A palavra
personagem tem no étimo o mesmo vocábulo latino que a palavra
pessoa:
persona. Acontece, porém, que ao contrário de
pessoa, que é do género feminino e foi herdada do latim, o termo personagem (
personne + sufixo
-age) terá entrado na língua portuguesa por
via do francês. Ora, em francês, ao contrário do que acontece em português, muitos nomes acabados em
-age, como
massage,
paysage,
fromage, voyage,
heritage, são masculinos.
Assim se justificará que em português o termo personagem possa, ainda hoje, assumir este género – sobretudo quando designa alguém (real) que se destaca pelas suas qualidades ou pela sua posição social – embora possa também ser do género feminino, à semelhança de pessoa, e tal como outros nomes terminados em -agem, sejam eles provindos do francês (massagem, viagem, passagem, garagem, “chaufagem”* – esta é a brincar!), sejam derivações por sufixação, como contagem, escovagem, plumagem e raspagem. Assim, as personagens das narrativas de ficção podem ser homens ou mulheres, exactamente como as pessoas (pessoa, personagem, criança, vítima, etc. são chamados nomes femininos sobrecomuns), não sendo necessário falar "do personagem" de um romance apenas por ser do sexo masculino.

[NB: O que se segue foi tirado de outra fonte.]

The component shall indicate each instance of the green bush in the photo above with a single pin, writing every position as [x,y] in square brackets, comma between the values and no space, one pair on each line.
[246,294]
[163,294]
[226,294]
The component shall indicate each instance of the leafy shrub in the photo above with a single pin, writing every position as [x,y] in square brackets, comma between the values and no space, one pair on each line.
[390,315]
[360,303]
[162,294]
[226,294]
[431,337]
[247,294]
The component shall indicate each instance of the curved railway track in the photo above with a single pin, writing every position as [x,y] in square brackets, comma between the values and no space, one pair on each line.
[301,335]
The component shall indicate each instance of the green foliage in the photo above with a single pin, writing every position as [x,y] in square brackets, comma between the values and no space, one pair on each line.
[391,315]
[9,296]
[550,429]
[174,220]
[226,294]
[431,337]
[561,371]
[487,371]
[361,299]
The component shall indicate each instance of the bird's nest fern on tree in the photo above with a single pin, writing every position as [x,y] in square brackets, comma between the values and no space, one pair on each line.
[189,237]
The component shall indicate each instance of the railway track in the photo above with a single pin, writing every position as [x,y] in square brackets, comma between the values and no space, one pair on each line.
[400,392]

Deste modo, e ainda que alguns de nós tenham ouvido os professores dizerem que os nomes terminados em -agem são todos femininos em português, pelo menos este (personagem) será um caso excepcional, uma vez que pode assumir os dois géneros.
* Chauffage é palavra francesa que os portugueses adoptaram para designar o aquecimento ou ventilação nos automóveis, mas que no entanto suscita muitas dúvidas na pronúncia e na escrita, variando entre “chofage”, “chofagem”, “sofagem”, “solfagem” e sabe-se lá que mais... nenhuma delas está atestada em português, tanto quanto pude apurar.